The attraction? Thanks to a Korean won that has fallen in the past year by 40 percent against the yen alone, Asia's fourth-largest economy has become cheap for foreigners.

"Costs for plastic surgery here used to be just half of what it costs in the US. But with the foreign exchange rates, we charge about a third now," says Kim Byung-gun, chief plastic surgeon at BK DongYang Plastic Surgery Clinic in Seoul.

"Foreign patients have doubled. I see infinite growth potential in the plastic surgery market for foreigners," says Kim.

Elaine Teo, a 35-year-old Singaporean, is a case in point.

"You know, it's like using one stone to kill two birds," she observes at a plastic surgery clinic in downtown Seoul where she was getting a facial wrinkle-lift.

She expected to spend two to three days in hospital for the surgery. The rest of her 10-day holiday in Seoul was to be spent shopping.

According to the South Korea Tourism Organization, the number of foreign visitors in the first two months of this year jumped 25.5 percent from a year ago.

Tourists from Japan surged more than 64 percent and from China 16 percent. They are easy to spot in the streets of Seoul, laden with shopping bags from up-market department stores and duty-free shops.

It was a similar story with the number of foreigners coming to South Korea for medical treatment jumping just over 60 percent to over 27,000, many of them on so-called "shopping and surgery" packages.

It is proving a boon for the host country, which is tipping into its first recession in over a decade and where locals are spending less and less.

The government plans to allow local hospitals to hire marketing agencies to attract overseas customers from May and train more interpreters for foreign patients.

"Tourists for medical services usually spend three to 10 times more than other foreign visitors. That is a great market we should boost," says Joung Jin-su, a director of the strategy tourism product team at the South Korea Tourism Organization.

With the Japanese yen nearly doubling against the won from a year ago, domestic retailers are also coming up with ways to attract more Japanese tourists.
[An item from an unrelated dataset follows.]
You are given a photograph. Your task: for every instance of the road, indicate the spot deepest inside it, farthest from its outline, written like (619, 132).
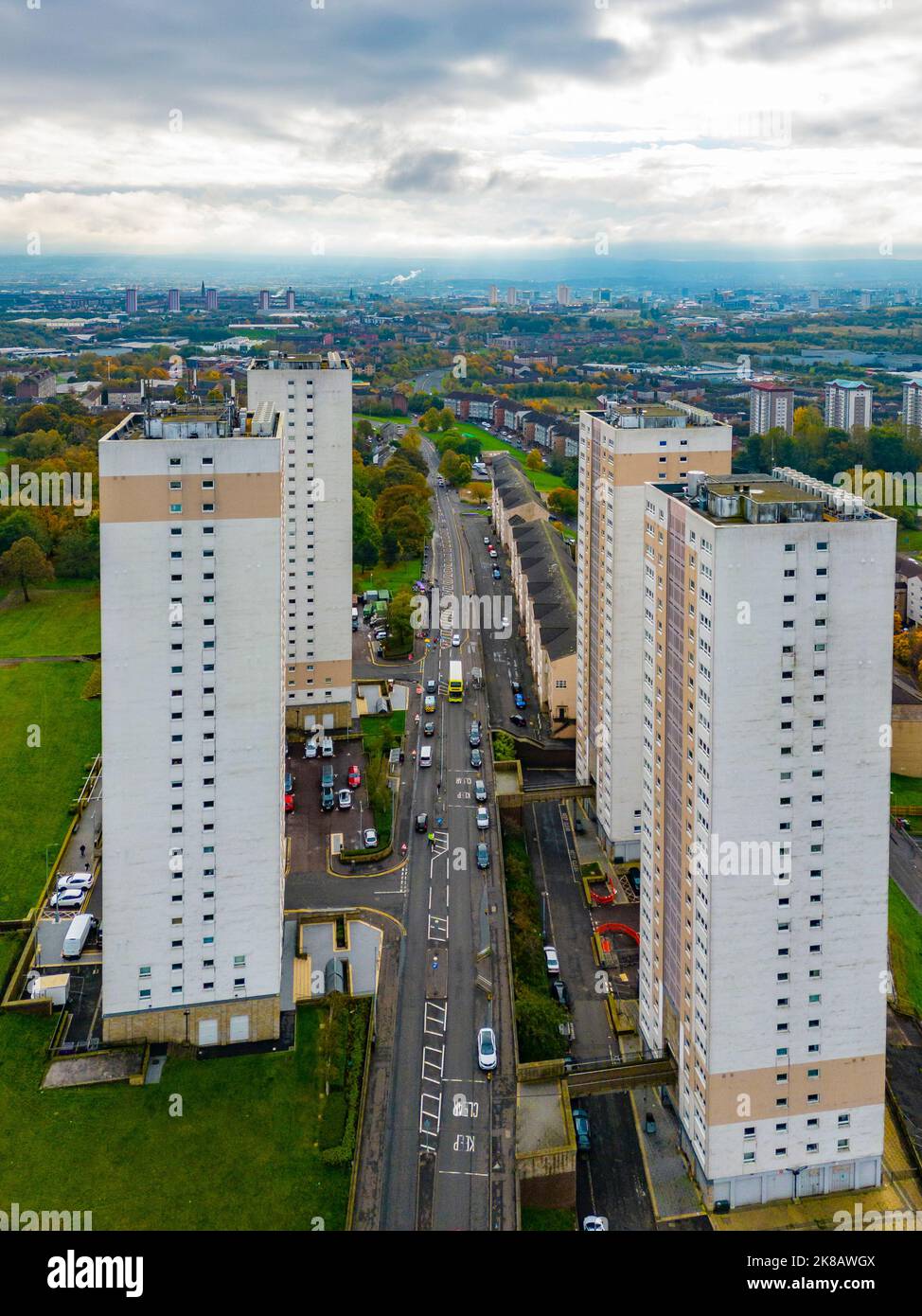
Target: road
(449, 1161)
In early March, top retailer Shinsegae opened Centum City, the country's largest department store offering shops and spa facilities, in the southern port city of Busan, less than 200 kilometers from Japan.

"Bathing is culturally very close to the Japanese. We came up with a concept that can provide both shopping and what they like best, bathing," says a spokesman at Shinsegae.

Centum City reported more than 20 billion won (US$14.46 million) in sales in its first week, thanks to Japanese tourists. The number taking the ferry across to Busan is up 50 percent so far this year, according to the Busan Metropolitan Office.

They home in on pricy brand-name goods that are 30-40 percent cheaper than at home.

"We just came but I'm hoping to shop a lot since it's so cheap," says Rika Ikechi, 27, on her first day of shopping but already holding several bags from one of Seoul's top duty free stores.

"Usually I don't do this, but I just bought three of same cosmetics."